165,166 In 1993 the linkage of the monogenic FHM to chromosome 19p13 was reported by NVP-AUY922 order the Paris group.167 This was soon followed by proof of genetic heterogeneity because approximately only 50% of FHM families appeared to be linked to this locus.168,169 In a subsequent study, including 4 families (3 with migraine with aura and 1 with migraine without aura) with multiple cases, the reported locus of FHM was excluded.170 In contrast, another study from 1995 suggested that the FHM locus on 19p13 was involved in the common
forms of migraine with and without aura.171 In 1996 the protein kinase substrate 80 K-H gene was excluded as a candidate gene for FHM by the Leiden group.172 Then later in 1996 a seminal paper in Cell from the Leiden group reported the first missense mutation in the voltage-gated P/Q Ca2+ channel CACNA1A gene in FHM19 (see Fig. 10). They learn more examined 16 patients with FHM and 50 randomly collected controls with Exon trap experiments, cDNA sequence, and Northern blot analysis. Genomic DNA was used as a template to generate polymerase chain reaction products for single-strand conformational polymorphism analysis and denaturing high-performance liquid chromatography.

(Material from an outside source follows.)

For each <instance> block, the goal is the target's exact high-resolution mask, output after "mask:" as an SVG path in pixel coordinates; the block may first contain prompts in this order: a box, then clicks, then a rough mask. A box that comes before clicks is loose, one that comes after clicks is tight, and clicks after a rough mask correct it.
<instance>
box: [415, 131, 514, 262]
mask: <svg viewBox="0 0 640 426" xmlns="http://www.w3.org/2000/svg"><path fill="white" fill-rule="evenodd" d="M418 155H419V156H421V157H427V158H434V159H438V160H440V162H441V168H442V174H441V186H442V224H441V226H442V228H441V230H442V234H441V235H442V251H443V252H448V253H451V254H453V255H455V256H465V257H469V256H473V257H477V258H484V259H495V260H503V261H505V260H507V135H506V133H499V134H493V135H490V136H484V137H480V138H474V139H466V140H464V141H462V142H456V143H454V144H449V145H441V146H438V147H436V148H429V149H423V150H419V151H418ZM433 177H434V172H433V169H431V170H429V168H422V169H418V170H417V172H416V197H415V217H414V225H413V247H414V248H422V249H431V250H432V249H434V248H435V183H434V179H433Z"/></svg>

The authors
concluded that “our findings implicate the P/Q-type channel α1-subunit gene on chromosome 19p13.1 (CACNL1A4) in the pathogenesis both episodic ataxia type 2 and FHM, and most likely also of the more common forms of migraine.”19 A variable
expression of mutations in the P/Q-type calcium channel was observed.173 Since then, 2 other mutations for FHM, the ATP1A2 gene located on chromosome 1q23 (FHM2)173,174 and the SCN1A gene located on chromosome 2q24 (FHM3)175 have been identified.176 Since 1996, several studies have shown linkage to other loci or genes in migraine with and without aura.177-183 In contrast, the D2 receptor Ncol allele did not have an allelic association of migraine with aura.184 In one large genetic study in patients (n = 827) with “typical check details migraine” and controls (n = 765) single-nucleotide polymorphism (SNP) alleles in the insulin receptor gene were associated with migraine.185 A replication study (949 patients and 648 controls) in migraine with aura showed, however, only a nonsignificant trend for an SNP in the insulin gene and migraine (P = .1).186 In a recent comprehensive and large-scale study including 2800 migraine with aura patients from various countries, it was tested whether common variants in ion transport genes could be involved in a common type of migraine.187,188 More than 5000 SNPs in 155 in transport genes (including the 3 FHM genes) were studied, but no significant associations were found.187,188 From this study it seems that common variants in ion transport genes do not play a major role in susceptibility for common types of migraine.